When a foreigner resides among you in your land, do not mistreat them. The foreigner residing among you must be treated as your native-born. Love them as yourself, for you were foreigners in Egypt. I am your God – Leviticus 19:33-34.
Consequently, you are no longer foreigners and strangers, but fellow citizens with God’s people and also members of his household, built on the foundation of the apostles and prophets, with Christ Jesus himself as the chief cornerstone. In him the whole building is joined together and rises to become a holy temple in the Lord. And in him you too are being built together to become a dwelling in which God lives by his Spirit – Ephesians 2:19-22.

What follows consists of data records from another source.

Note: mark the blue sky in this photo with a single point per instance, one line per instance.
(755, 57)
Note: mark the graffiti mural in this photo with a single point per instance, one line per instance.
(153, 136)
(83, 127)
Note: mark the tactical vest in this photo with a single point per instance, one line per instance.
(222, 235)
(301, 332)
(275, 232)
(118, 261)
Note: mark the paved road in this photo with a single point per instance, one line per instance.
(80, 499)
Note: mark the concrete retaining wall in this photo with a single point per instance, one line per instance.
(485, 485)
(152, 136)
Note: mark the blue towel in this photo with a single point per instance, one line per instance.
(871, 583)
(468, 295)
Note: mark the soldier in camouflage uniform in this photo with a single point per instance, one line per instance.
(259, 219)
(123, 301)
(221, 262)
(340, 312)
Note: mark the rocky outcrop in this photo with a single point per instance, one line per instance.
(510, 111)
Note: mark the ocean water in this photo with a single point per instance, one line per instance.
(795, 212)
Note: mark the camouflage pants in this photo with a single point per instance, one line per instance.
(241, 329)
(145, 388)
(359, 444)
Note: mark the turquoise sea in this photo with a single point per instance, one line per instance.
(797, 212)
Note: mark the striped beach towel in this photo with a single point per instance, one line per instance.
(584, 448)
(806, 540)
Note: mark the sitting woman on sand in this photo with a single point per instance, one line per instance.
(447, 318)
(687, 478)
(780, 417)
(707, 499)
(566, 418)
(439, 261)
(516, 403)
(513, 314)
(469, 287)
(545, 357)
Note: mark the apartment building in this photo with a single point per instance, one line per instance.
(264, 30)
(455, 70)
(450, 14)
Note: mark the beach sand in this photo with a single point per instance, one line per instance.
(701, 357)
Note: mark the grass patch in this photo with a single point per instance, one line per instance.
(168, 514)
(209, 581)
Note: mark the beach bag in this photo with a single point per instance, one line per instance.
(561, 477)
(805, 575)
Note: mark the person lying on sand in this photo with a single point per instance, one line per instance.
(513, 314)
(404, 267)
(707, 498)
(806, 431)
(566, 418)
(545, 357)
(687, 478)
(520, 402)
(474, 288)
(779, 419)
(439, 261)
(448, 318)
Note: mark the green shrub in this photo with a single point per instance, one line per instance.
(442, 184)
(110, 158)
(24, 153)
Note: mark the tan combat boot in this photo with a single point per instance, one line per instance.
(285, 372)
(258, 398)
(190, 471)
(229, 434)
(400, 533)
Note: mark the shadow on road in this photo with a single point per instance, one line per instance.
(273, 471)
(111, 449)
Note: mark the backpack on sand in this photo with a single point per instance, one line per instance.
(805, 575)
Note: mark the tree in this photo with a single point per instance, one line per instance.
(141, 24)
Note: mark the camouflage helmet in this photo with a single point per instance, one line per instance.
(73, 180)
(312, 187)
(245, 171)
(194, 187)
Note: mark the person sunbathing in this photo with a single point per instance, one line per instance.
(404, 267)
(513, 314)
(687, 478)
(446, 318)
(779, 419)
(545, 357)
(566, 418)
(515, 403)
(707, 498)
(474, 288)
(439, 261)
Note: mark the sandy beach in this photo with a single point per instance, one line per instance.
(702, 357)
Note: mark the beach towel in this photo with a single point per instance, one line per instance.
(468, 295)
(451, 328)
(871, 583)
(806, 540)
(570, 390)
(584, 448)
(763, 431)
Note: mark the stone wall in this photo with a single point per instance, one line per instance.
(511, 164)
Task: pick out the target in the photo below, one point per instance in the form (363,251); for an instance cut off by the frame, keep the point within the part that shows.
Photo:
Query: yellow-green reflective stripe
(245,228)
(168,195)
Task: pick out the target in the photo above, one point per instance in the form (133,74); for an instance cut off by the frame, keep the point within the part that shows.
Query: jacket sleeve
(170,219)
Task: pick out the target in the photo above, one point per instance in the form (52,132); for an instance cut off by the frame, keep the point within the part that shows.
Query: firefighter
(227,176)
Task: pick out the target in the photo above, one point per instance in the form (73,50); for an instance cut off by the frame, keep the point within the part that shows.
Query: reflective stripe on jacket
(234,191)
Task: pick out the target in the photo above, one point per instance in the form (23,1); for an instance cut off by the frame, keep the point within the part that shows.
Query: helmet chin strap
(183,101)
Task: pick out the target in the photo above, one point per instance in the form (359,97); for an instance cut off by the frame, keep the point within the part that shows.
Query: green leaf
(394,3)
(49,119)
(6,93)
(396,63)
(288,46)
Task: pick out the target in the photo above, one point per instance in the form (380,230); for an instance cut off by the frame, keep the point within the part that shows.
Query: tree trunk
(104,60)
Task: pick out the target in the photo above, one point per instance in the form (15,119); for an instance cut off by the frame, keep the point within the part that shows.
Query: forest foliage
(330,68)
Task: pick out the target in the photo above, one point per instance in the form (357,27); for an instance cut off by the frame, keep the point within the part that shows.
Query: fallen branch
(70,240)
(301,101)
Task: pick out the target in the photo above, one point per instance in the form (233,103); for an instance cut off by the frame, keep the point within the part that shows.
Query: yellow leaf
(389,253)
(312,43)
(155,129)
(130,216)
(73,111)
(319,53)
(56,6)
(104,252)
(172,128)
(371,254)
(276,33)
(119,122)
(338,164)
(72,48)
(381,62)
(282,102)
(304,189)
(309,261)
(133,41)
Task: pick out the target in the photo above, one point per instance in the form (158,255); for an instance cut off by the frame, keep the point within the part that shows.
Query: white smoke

A few months ago, author William Gumede described Zuma as someone with a narcissistic personality disorder — a set of traits defined by Austrian psychoanalyst Heinz Kohut as “including an exaggerated sense of superiority, a lack of self-awareness about the impact of their behaviour and having a disdain for others, who they devalue to validate their own grandiosity”. These people lack empathy, have a distorted sense of reality and are incapable of seeing anything from anyone else’s perspective. Narcissists like Zuma, Gumede argues, can’t accept responsibility and don’t care if they take down entire countries with them. The events at Nkandla, sadly for Zuma, only reinforced that perspective.